Wrestlers don’t like people calling these bouts “fake”. They prefer “predetermined”. I imagine North Koreans feel the same way about their elections.
But fake or not, pro wrestling is still hugely popular around the world, with its larger-than-life characters and its mapped-out storylines that culminate in villains defeated and heroes triumphant.
Listen
Good guys like the famous Von Erich family.
Now, I say “famous”… It has been quite a while since I last watched the WWF’s Wrestlemania in slightly dazed confusion.
So, I’d rather forgotten about the doomed Von Erich brothers and their domineering father Fritz.
Fritz used to be a wrestler himself. His persona in the Sixties was a villainous Nazi, and the Von Erich signature move was grabbing his opponent’s forehead in the dreaded Iron Claw.
Now Dad relies on his wrestler sons Kevin and David, and later Kerry and Michael to win the coveted World Championship.
Kevin, the eldest, is played by Zac Efron, who’s an eyeful for people who just know him as a teenage heartthrob in High School Musical and The Greatest Showman.
There’s certainly a lot more of him – he looks like a miniature version of The Rock in this film. Zac’s the one brother who’s allowed a love-life – that’s if you don’t count Mum and Dad.
English actress Lily James must have set some sort of record for number of starring roles without quite graduating to A List.
Downton Abbey, Mamma Mia, Yesterday, TV’s War and Peace, Pam and Tommy…. What’s a girl got to do to get noticed? Possibly not The Iron Claw.
Zac’s brothers include Harris Dickinson as David - the one with the gift of the gab - and Jeremy Allen White as Kerry, the one with emotional problems.
The other brother, the rather weedy Michael, would rather be playing guitar. Good luck with that, Mike.

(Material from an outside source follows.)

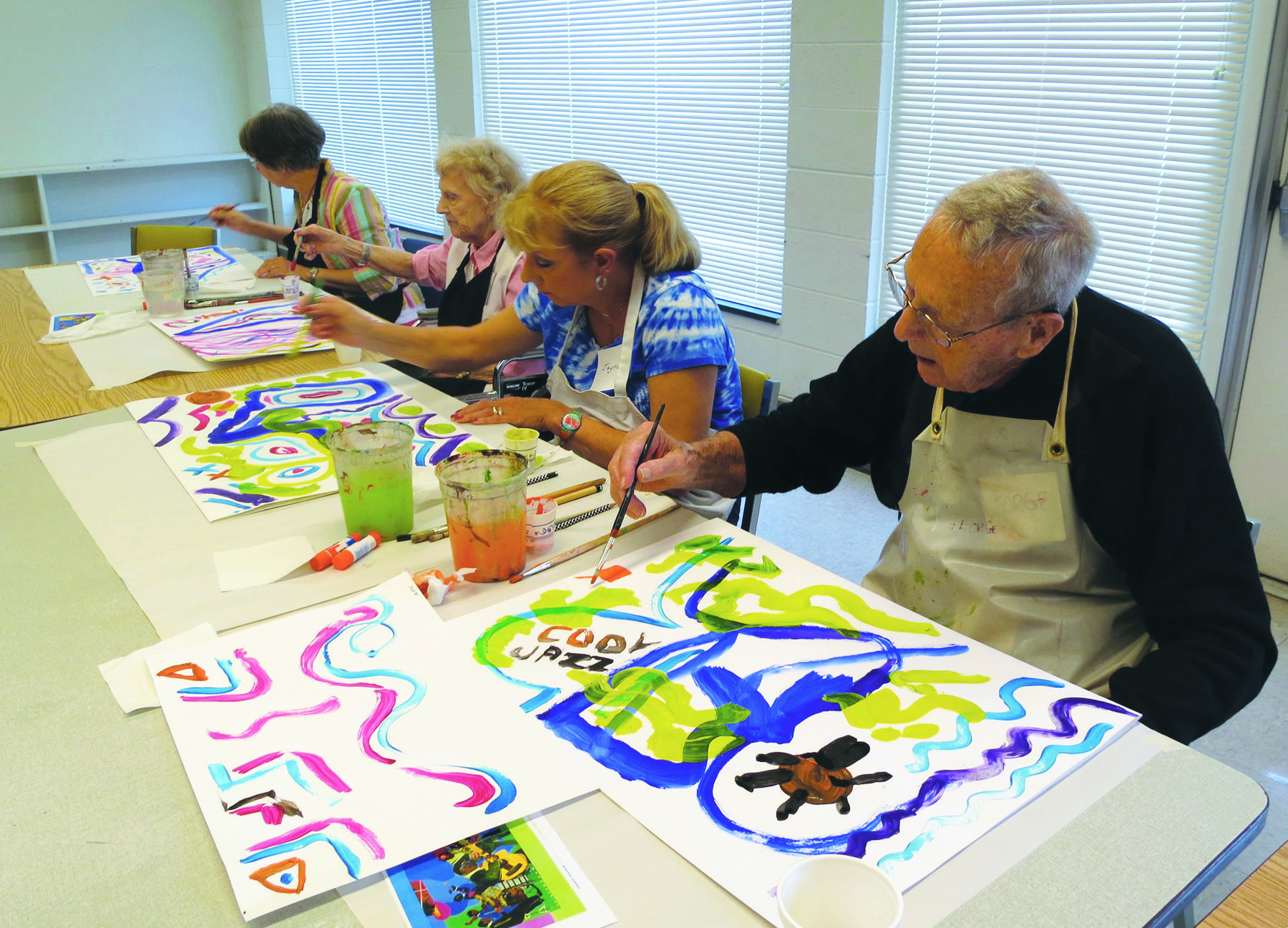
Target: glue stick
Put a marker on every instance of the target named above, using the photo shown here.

If you’re not already on board for the idea of a story about the Von Erich brothers and their famous Family Curse, chances are you’re not a big wrestling fan.
You’ll be asking inconvenient questions about “predetermined sports” and how you compete to win a championship when the result has already been fixed?

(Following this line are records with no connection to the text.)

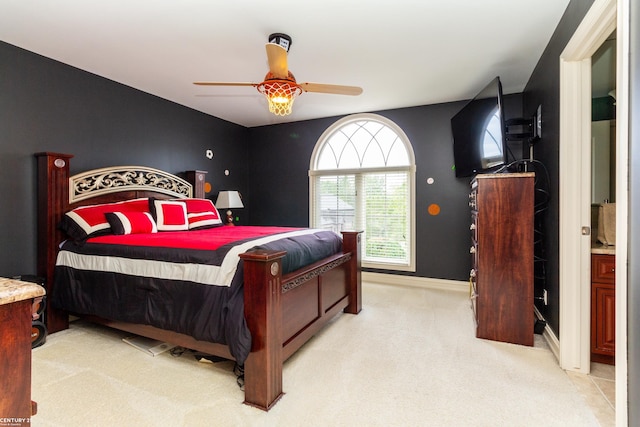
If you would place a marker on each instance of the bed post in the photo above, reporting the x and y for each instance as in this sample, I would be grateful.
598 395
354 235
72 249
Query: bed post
53 201
197 179
263 313
351 243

If you are a wrestling fan and therefore excited by the prospect of The Iron Claw, you may have your own inconvenient questions.
Like how come these popular actors look very little like the gigantic originals, apart from their dodgy Eighties wigs?
When Efron steps into the ring with a caption saying “Six foot two”, that’s certainly a test for the fans’ willing suspension of disbelief.
The story is already well-known to them of course – the tragic string of casualties among the brothers, and how they somehow kept going, generation after generation.
For the rest of us there’s not much, apart from counting the number of times The Iron Claw name checks “family” and “brothers”.
But we can certainly enjoy James gamely smiling throughout the movie with a pretty good Texas accent. You go, Lil!